When our kids are in this state (and even adults, for that matter), they can’t reason effectively because their amygdalas are raging. Instead, we need to wait for their prefrontal cortex to “close", and then we can explain why purple is really just a darker shade of red.
The same is true for masks.
Boundaries need to be set. This means that we should STOP before we DO or SAY anything when we're stressed, anxious, or angry. I know this seems impossible. I mean, the Toddler of Offense wants us to share our stress-induced opinions everywhere, but in reality this isn’t what we teach our kids to do.
We don't let our 3-year old repeatedly tell grandma that her belly is giant and floppy and has a baby in it, do we? No. We set boundaries. We let him express his thoughts with us - his trusted people - who can help him navigate his opinions before he sees grandma. What we're doing is teaching our kids the Proverbs 19:11 rule:
“A wise person demonstrates patience, for mercy means holding your tongue (TPT).
The other part of that verse says, "When you are insulted, be quick to forgive ... for you are virtuous when you overlook an offense" (v 11). Be quick to forgive.......what would the rest of 2020 look like if we operated out of that instead of offense?! It would be glorious! 🎉
The first step toward reaching this goal is exploring the root of our offense; and at the base of almost every one is Fear.
For me, this has meant getting real with my feelings about COVID. I had to admit that I did, in fact, have fears, and then I had to identify what they were exactly. I then discussed this with my husband and 1-2 friends (not over Facebook) and replaced my fears with truth:
Perfect love casts out all fear (1 John 4:18).
For God did not give ME a spirit of timidity, but one of power, love, and self-discipline (2 Timothy 1:7, paraphrased). 👈 I personalized this one!
These two verses helped stop my panic attack.

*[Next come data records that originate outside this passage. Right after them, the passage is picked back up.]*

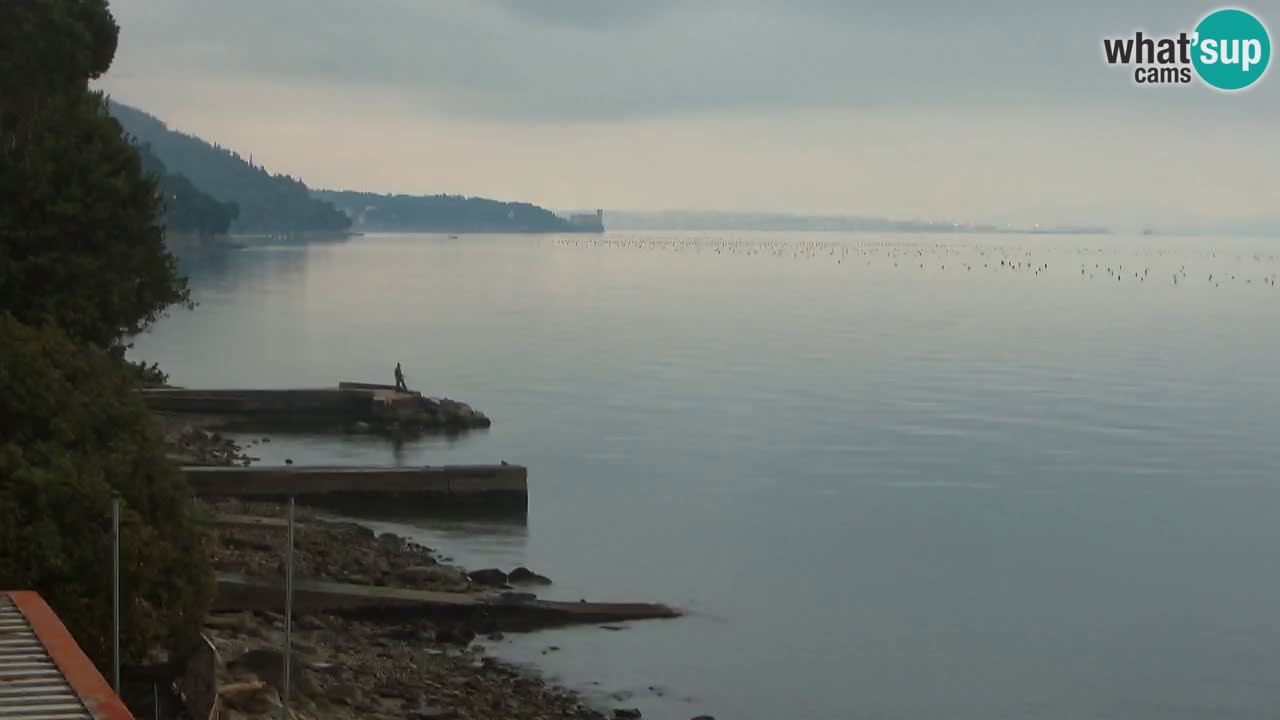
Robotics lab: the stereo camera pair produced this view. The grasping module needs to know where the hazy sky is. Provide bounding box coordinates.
[101,0,1280,224]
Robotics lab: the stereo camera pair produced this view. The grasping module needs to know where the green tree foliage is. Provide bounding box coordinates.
[0,0,211,666]
[0,89,188,346]
[137,145,239,237]
[110,102,351,233]
[0,314,212,667]
[316,190,570,232]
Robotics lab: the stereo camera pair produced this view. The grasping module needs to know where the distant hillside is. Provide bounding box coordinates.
[314,190,596,232]
[137,145,239,237]
[110,102,351,233]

I said them over and over again out loud (that part is key) because our positive words have the power to silence our amygdalas!
So to recap:
Press pause when you feel Fear or Offense.
Talk to someone you trust about your feelings.

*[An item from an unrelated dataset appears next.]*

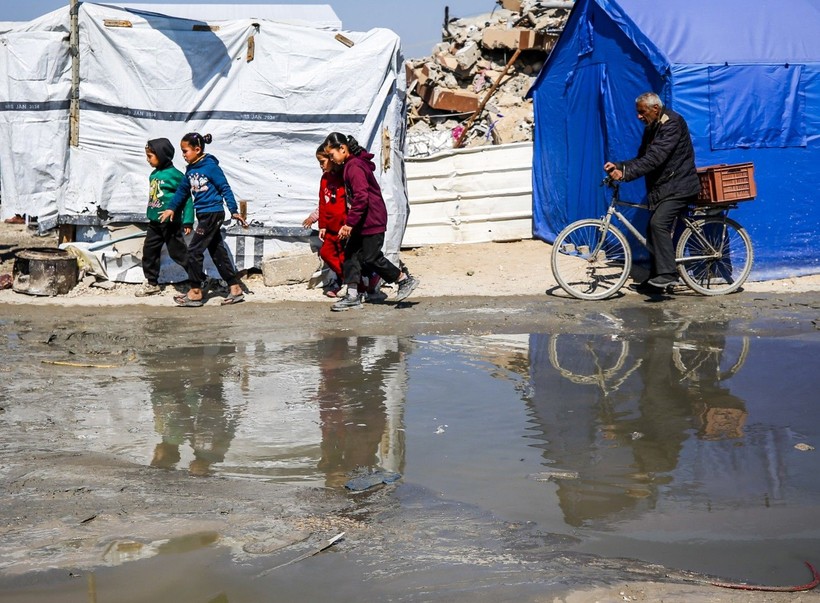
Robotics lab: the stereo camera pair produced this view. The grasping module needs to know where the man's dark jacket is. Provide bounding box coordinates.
[618,108,700,207]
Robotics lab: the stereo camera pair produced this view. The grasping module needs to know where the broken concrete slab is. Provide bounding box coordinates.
[262,251,320,287]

Get feisty with some Scripture.
And then set some boundaries.
Setting boundaries is a lot easier than you might think. For starters, you could lovingly tell your family that you'd like to talk about travel, food, or the weather instead of masks. You could also walk away from COVID conversations when you start to feel anxious or stressed; OR you could change the topic all together! (I’ve done this.)
The point is, you have a choice. Our Toddlers want us to think they’re in control, but good parents know that’s not true. We know we’re the boss, and we know how to put our toddlers in check.
So let’s put Fear and Offense on a time-out. Let's press pause when we feel stress or anxiety so we can replace it with tenderhearted mercy, kindness, humility, gentleness, and patience. This will then prompt us to make allowances for each other’s faults, and forgive anyone who has offended us.
Because at the end of the day, it's not masks we're really mad at; it's COVID, and the fact that we have no control over it. If we can learn to clothe ourselves in love, despite these uncertain times, we will bind ourselves together in harmony instead of stress (Colossians 3:12-14, paraphrased).
Harmony. Now THAT'S the kind of friend I want my toddler to have in 2020.